Because knowledge is a castle that requires learners’ whole life to build, we cannot just give them a handbook and expect them to build it well – we need to show them how.
The traditional education system trains students like they are in military camps. Students follow what they are told without a deep understanding of fundamental knowledge and are equipped with the same skills that were prepared for certain jobs. For years, Western countries tried to break this outdated, ineffective system using edtech.
They prioritise practical learning and technology to make acquiring knowledge more interesting, engaging, applicable, and active for students. Time spent on learning is shortened by more realistic lessons to encourage critical thinking and creativity, and learners have the freedom of choosing the skills they want to learn at a time of their convenience.
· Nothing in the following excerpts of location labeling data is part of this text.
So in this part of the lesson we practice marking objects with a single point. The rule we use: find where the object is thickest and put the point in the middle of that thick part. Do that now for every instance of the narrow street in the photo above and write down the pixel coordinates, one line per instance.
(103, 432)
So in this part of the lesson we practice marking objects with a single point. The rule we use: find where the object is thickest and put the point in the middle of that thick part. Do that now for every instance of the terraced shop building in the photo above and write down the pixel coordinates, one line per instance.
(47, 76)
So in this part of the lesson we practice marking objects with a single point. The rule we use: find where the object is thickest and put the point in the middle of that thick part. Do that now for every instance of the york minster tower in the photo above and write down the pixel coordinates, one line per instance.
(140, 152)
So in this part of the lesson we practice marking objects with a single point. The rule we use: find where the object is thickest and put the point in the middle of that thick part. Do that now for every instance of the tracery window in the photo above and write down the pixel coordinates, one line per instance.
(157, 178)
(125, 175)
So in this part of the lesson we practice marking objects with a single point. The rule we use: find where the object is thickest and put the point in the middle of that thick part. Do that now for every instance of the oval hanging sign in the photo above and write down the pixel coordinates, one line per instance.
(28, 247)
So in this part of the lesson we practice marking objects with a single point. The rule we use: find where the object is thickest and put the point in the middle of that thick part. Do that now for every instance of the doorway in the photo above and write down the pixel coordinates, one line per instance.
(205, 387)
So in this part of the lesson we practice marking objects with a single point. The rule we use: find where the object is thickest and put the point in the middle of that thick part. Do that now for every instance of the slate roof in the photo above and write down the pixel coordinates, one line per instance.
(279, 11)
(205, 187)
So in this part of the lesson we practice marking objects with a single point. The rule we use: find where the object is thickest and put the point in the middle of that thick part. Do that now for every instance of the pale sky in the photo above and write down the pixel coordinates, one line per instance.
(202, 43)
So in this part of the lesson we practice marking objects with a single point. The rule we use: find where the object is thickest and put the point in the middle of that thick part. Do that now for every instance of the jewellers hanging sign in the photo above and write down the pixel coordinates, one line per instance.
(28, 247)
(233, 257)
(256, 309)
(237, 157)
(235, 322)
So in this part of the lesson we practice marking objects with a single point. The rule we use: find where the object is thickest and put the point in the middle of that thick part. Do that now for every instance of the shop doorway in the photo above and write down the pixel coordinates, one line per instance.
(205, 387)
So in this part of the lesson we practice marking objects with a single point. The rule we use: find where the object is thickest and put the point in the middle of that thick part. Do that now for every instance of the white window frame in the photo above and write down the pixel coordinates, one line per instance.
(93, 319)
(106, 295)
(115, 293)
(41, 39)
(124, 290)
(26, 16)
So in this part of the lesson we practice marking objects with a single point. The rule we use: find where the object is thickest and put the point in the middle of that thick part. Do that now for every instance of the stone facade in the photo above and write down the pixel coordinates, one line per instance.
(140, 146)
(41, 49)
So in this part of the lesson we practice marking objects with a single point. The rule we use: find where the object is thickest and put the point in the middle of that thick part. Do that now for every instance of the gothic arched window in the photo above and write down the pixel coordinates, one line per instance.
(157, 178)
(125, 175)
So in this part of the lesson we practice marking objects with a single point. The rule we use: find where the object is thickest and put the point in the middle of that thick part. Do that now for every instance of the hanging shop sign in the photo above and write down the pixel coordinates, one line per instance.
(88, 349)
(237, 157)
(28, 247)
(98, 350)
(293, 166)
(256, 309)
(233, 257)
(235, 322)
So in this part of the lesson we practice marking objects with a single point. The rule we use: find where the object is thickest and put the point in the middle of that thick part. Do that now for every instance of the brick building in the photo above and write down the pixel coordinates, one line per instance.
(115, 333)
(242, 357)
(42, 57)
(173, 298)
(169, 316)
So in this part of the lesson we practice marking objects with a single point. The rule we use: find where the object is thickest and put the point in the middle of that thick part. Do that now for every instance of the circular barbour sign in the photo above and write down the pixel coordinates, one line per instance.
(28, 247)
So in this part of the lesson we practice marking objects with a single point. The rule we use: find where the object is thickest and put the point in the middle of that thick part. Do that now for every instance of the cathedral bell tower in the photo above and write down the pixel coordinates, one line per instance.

Western edtech disrupts traditional education by providing personalisation and simulation-based learning to enhance learners’ experience using AI and technologically-advanced features. They broke down the old system and truly created a breakthrough.
The old education structure, however, is still very popular in Asia, especially in Vietnam. Instead of disrupting the outdated learning perspective, most edtech companies in Vietnam provide services to support the examination system, which reflects the culture’s sense of competition and the pressure for high scores.
The priority is K-12, where most students sit in the same class and study the same required curriculum no matter their strength and career goals and will be sorted out for appropriate jobs and positions through multiple tests and exams. Many Vietnamese edtech startups only focus on scaling already existing products and features, such as services that help to solve exam questions, tutoring, university entrance exams practice, electronic contact books, or school management software.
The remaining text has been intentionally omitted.